Southern and Northern Schools. An early division of Ch'an/Zen Buddhism in China. Both schools agree in accepting the first four successors or patriarchs after Bodhidharma: Hui-Kʾo, Seng-tsʾan, Tao-hsin, and Hungjen. They divide over the next successor. The division is reinforced by basic issues concerning the way to enlightenment. Thus, contrary to the titles, the division was not so much one of geography as of emphasis. Roughly, South is associated with sudden enlightenment, North with gradual approaches—hence the summary formula, nan-tun pei-chien (Jap., nanton hokuzen), ‘suddenness of south, gradualness of north’. The history of the schism is obscured by the fact that it is mainly told by the eventual ‘winners’, the South. But the North had a central part in the transmission from Bodhidharma via Fa-ju (638–89), who addressed his teacher, Hung-jen, as ‘patriarch’ (indicating for the first time formal transmission), and who is regarded as the founder of the North. He was succeeded by Shen-hsiu (667–730), although Southern accounts replace him with Huineng. But Shen-hsiu received the seal of recognition from Hung-jen (inka-shōmei), and was widely recognized for his wisdom and powers of meditation. He systematized the earlier teachings which he had received, in Kuan-hsin lun, harmonizing sūtras and meditation practices, and transmitting the foundations laid by Bodhidharma into China. According to his epitaph, ‘he cut off the flow of ideas and put a stop to the rush of imagination, and with all his energy concentrated his mind’, and he was able to go ‘to that domain where there is no longer any distinction between sacred and profane’.
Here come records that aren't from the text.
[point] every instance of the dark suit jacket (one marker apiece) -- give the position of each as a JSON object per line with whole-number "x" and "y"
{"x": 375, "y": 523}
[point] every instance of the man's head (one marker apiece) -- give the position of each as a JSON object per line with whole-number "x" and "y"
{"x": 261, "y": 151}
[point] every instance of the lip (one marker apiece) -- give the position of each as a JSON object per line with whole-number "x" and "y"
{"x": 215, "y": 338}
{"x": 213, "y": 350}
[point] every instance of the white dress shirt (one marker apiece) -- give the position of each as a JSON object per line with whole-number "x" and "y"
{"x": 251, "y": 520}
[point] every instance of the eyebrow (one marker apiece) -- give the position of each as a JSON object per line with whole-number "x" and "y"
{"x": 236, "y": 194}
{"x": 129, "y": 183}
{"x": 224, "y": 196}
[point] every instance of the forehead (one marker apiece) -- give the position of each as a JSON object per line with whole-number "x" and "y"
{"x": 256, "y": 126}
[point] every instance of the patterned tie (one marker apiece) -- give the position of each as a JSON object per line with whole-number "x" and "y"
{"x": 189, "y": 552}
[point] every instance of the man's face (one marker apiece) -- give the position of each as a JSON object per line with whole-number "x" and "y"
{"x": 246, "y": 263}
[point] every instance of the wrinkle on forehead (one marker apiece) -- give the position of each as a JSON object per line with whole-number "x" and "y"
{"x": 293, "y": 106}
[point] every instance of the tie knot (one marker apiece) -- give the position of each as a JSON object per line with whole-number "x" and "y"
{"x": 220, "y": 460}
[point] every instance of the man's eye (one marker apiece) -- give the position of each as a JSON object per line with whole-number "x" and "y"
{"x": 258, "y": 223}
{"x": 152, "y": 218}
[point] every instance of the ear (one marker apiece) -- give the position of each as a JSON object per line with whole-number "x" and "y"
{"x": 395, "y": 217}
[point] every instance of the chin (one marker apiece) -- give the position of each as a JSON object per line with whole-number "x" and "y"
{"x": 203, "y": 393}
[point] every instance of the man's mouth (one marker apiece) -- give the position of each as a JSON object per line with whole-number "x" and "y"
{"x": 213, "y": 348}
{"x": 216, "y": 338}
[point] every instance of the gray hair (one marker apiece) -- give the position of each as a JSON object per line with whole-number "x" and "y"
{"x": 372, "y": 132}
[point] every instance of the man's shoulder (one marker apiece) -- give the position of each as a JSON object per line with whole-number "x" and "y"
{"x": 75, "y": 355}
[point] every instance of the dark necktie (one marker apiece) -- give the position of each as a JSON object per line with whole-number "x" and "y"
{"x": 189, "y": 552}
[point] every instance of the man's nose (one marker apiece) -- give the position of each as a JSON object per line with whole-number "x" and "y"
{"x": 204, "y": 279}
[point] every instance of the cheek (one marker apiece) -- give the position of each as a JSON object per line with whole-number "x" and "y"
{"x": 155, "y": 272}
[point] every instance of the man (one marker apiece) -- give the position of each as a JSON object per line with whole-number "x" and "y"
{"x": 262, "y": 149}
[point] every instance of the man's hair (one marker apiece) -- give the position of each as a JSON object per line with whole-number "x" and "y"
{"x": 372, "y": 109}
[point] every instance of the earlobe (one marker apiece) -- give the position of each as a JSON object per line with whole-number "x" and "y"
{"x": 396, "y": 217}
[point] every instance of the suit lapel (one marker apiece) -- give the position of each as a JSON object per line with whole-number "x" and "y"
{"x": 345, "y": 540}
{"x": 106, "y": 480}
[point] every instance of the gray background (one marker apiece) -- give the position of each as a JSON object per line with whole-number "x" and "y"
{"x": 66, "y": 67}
All that is far removed from the dominant Southern accounts, which in their tendentiousness are like Roman Catholic histories of Protestantism (or vice versa). The South was established by Shen-hui, a disciple of Hui-neng, at the Great Dharma Assembly on 15 Jan. 732, in Hua-tʾai. Of Shen-hui's earlier life, little is known apart from his disputes with pupils of Shen-hsiu, Pʾu-chi and I-fu. According to the Tun-huang text, Shen-hui argued that Bodhidharma is the authentic source of Zen: he stopped the futile activity of building temples, carving images of the Buddha, and copying sūtras. The dharma seal of recognition and the robe were transmitted to Hui-Kʾo, from whom they were transmitted in unbroken line to Huineng. The Northern protagonist refused to confine transmission to one line, via the robe. Shen-hui replied: ‘The robe authenticates dharma, and the dharma is the doctrine [confirmed by] the robe … There is no other transmission.’ True enlightenment, according to Shen-hui, is a sudden breakthrough to no-mind: ‘Our masters have all grasped enlightenment at a single stroke [Jap., tantō jikinyū], with no concession to steps or progressions.’

North persisted for several more generations, but the Southern view prevailed and became what is now recognized as Zen. But the different emphases between Sōtō and Rinzai indicate that the issue was never wholly resolved.